It’s good to see comics trying to do something with their power. One such is Salma Hindy. Steven Zhou interviews Salma Hindy for The Globe and Mail (7/28/2017), and talks about her strategies.
Her intent
Hindy’s friend, Selma Samy Akel, lays it out:
She’s helping humanize Muslims and comedy does that better than anything else, I think.
Hindy herself echoes this sentiment:
I feel like there’s nothing better than comedy to challenge people, because you can try to yell and scream, but it’s really much easier and more effective to just make them laugh.
While she references that “making them laugh” line that characterizes her audience as objects to be acted upon, Hindy’s comments remind us of another point that often is made: humor’s ability to cut through the clutter, to be heard [more on this in the works].
Her jokes
Hindy’s jokes often revolve around the social absurdities she deals with as a “Muslim woman in a politically charged time.” As Zhou notes,
She often makes fun of the “docile Middle Eastern woman” stereotype by making sarcastic reference to not being allowed to drive – an obvious reference to Saudi Arabia, where women can’t obtain a licence. Or she’ll mock the “Islamic terrorist” cliché by complaining that she never got the memo to attend any of the terrorists’ planning meetings, despite sharing the same religion with them.
“Am I not good enough for my own people or something?” she says, exasperated.

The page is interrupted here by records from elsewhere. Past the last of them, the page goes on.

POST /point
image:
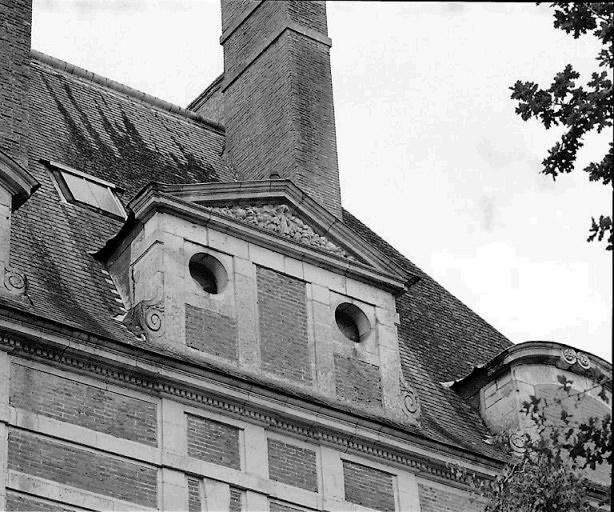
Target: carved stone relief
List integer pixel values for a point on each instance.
(280, 219)
(569, 357)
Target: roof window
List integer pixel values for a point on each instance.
(80, 188)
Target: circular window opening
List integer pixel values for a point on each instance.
(352, 322)
(208, 272)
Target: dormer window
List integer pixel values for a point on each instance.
(83, 189)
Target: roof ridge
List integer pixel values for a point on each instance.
(124, 89)
(203, 96)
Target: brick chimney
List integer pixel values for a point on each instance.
(278, 95)
(15, 24)
(16, 184)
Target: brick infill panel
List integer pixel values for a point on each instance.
(213, 441)
(84, 469)
(81, 404)
(284, 344)
(368, 487)
(292, 465)
(211, 332)
(358, 381)
(194, 502)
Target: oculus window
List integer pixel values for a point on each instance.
(83, 189)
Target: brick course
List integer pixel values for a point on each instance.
(81, 404)
(358, 381)
(438, 500)
(213, 441)
(16, 502)
(280, 506)
(368, 487)
(284, 344)
(69, 465)
(292, 465)
(211, 332)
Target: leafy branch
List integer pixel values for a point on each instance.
(580, 109)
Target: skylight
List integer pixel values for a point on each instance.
(80, 188)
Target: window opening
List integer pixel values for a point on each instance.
(78, 187)
(208, 273)
(352, 322)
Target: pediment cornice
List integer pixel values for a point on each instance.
(278, 215)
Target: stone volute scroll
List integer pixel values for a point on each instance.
(409, 400)
(146, 318)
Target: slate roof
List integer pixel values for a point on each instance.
(129, 139)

She drew loud laughs from the crowd with a story about tripping over some stairs one morning as she rushed to catch the GO train to work. When she got up from her fall and limped to the entrance, she noticed expressions of exaggerated horror on the faces of her fellow commuters.
“They obviously thought I looked like some victimized Muslim woman who sustained an injury from a husband or something,” she joked. “This is when I realized that, guys, being injured is clearly white privilege!
“Like, when other women sprain their ankles it’s an accident, but when it happens to me it gets attributed to the men in my family? C’mon!”
Such jokes tell a story of experience. To the extent that they’re relatable, it humanizes her and by extension, all Muslims like her. This is a bit straight out of Caty Borum Chattoo’s playbook [The Laughter Effect; working on getting a summary of the relevant bits up].